Поднявшись, Джек заметил свою одежду на кресле. Не брошенную небрежной рукой, а аккуратно сложенную стопкой. На столике рядом с постелью нашелся стакан воды, рядом салфетка с белой шайбой обезболивающего. Но голова не болела, да и тело отдохнуло, так не случалось отдыхать с самого детства.
Но кто?
Быстро приняв душ, побрившись и почистив зубы, Джек поймал себя на том, что прислушивается к уютной тишине вокруг, надеясь всё-таки вычленить чужое присутствие, но никого так и не обнаружил.
О чужом присутствии говорили только его собственные воспоминания, но им веры не было совершенно.

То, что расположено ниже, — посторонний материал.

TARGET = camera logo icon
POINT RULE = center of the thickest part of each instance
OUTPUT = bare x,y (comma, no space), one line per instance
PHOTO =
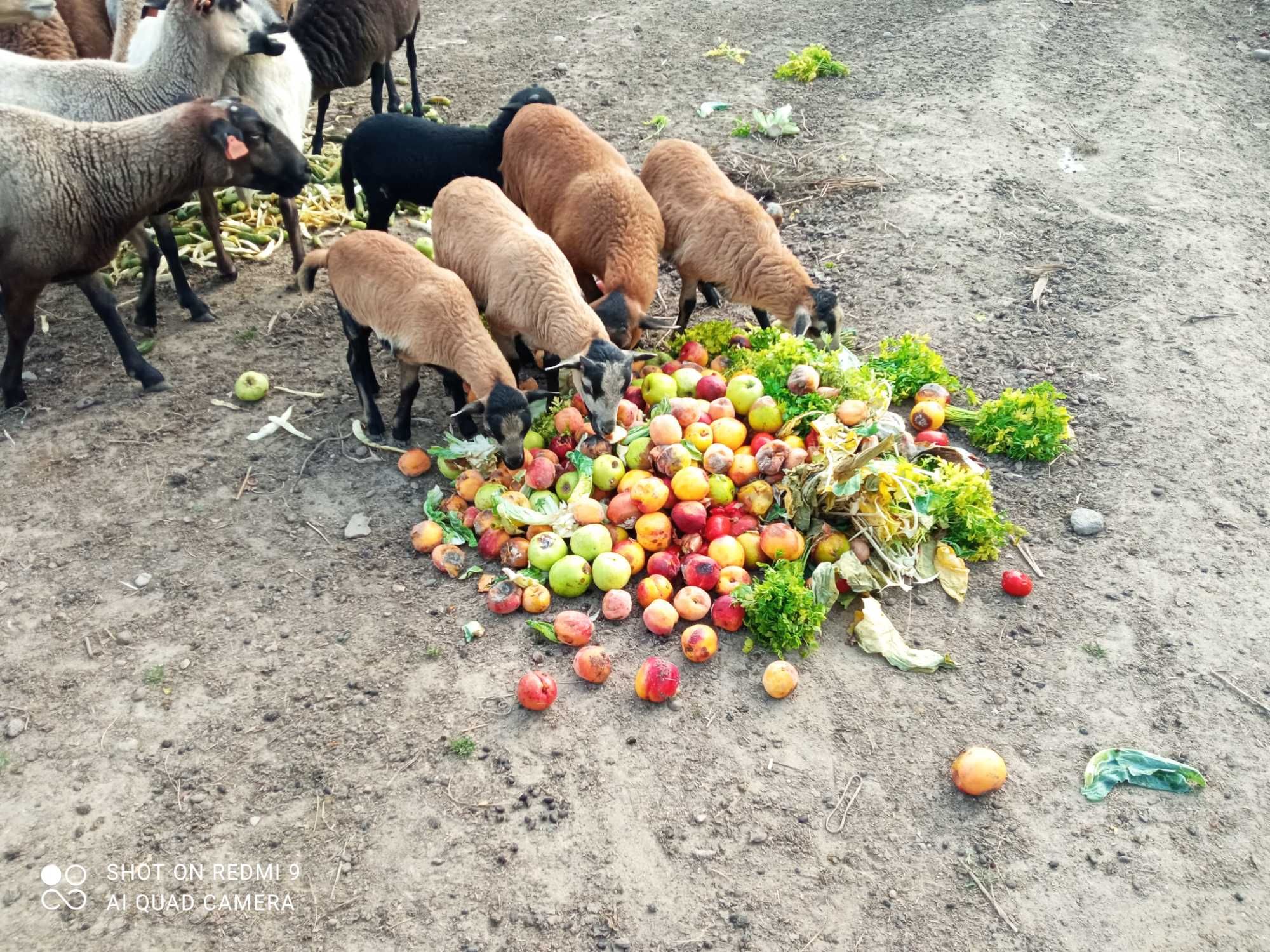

Они упрямо утверждали, что и отец его когда-то любил, и матери было не все равно, что происходит с сыном, и сестра нет-нет да заглядывала к нему в комнату, чтобы поделиться последними новостями, узнать, как у него дела в Академии, или просто тихонечко посидеть рядом, слушая, как он ей читает. Разве такое когда-то было? С ним? В этой ли жизни?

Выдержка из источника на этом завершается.